University of Connecticut researchers found that 57 percent the people they polled believe God can save a dying family member. They also found that more than 20 percent of doctors and medical workers felt that God can change a hopeless situation.
The study also points out that doctors should respect families who are hoping and praying for miracles through divine intervention.
"Sensitivity to this belief will promote development of a trusting relationship" with patients and their families, according to researchers.
That trust, they said, is needed to help doctors explain objective, overwhelming scientific evidence showing that continued treatment would be worthless from a medical stand-point.
The study surveyed 1,000 U.S. adults three years ago, which were randomly selected by telephone to answer questions about their views on end-of-life medical care. In addition, 774 doctors, nurses, and other medical workers also responded to specific questions by mail.
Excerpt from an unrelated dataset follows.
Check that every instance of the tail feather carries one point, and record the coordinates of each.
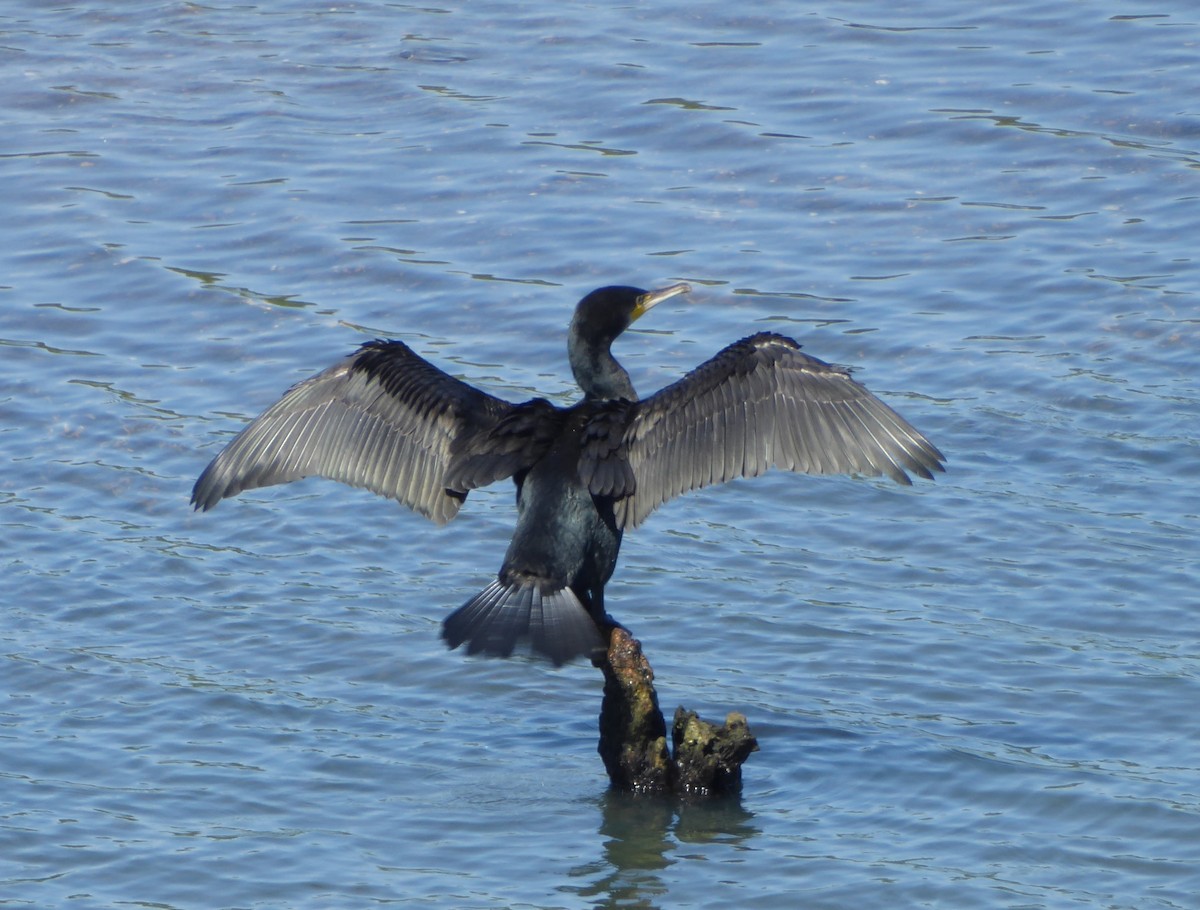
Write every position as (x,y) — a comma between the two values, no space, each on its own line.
(502,616)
Survey questions mostly dealt with untimely deaths. The patients in these cases were trauma victims of accidents and violence.
Dr. Lenworth Jacobs, a University of Connecticut surgery professor and trauma chief at Hartford Hospital, was the lead researcher and writer of the study's findings.
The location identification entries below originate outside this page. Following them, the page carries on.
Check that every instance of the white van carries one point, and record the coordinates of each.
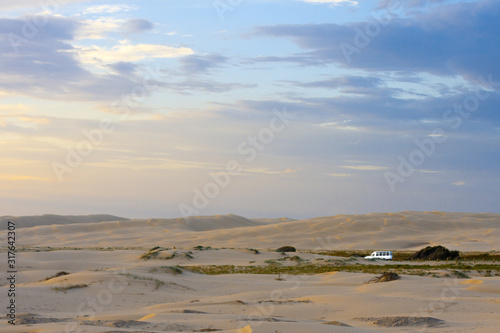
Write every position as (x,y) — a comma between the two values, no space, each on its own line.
(386,255)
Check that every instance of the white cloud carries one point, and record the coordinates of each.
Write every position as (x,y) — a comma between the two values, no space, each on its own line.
(107,9)
(365,167)
(129,53)
(333,2)
(339,174)
(8,5)
(97,29)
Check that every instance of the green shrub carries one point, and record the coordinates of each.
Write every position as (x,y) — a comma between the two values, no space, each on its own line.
(286,249)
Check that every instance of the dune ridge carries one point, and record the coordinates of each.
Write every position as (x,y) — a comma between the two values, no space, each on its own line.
(396,231)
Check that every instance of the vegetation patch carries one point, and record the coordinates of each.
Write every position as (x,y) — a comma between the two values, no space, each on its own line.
(69,287)
(286,249)
(62,273)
He said trauma treatment advances have allowed patients who previously would have died at the scene to survive longer. That shift means hospital trauma specialists "are much more heavily engaged in the death process," he said.
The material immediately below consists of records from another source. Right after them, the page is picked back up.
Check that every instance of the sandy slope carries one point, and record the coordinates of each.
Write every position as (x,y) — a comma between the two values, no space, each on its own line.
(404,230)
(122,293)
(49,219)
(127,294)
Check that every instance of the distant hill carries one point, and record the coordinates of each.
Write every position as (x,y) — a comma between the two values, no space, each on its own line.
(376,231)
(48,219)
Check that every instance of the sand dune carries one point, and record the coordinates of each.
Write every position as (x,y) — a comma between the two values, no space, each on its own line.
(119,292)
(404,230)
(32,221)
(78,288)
Jacobs said he frequently meets people who think God will save their dying loved one and who want medical procedures to continue.
"You can't say, 'That's nonsense.' You have to respect that" and try to show them X-rays, CAT scans and other medical evidence indicating death is imminent, he said.
Jacobs believes relatives need to know that doctors want a miracle too but from their viewpoint and experience, "it's just that is not going to happen today with this patient."
Like many hospitals, Claudia McCormick, a nurse and trauma program director at Duke University Hospital uses a team approach to help relatives deal with dying trauma victims, using social workers, grief counselors and chaplains to work alongside doctors and nurses.
If the family still says, "We just can't shut that machine off, then, you know what, we can't shut that machine off," McCormick said.
"Sometimes," she said, "you might have a family that's having a hard time and it might take another day, and that's OK."
The survey appears in Monday's Archives of Surgery publication.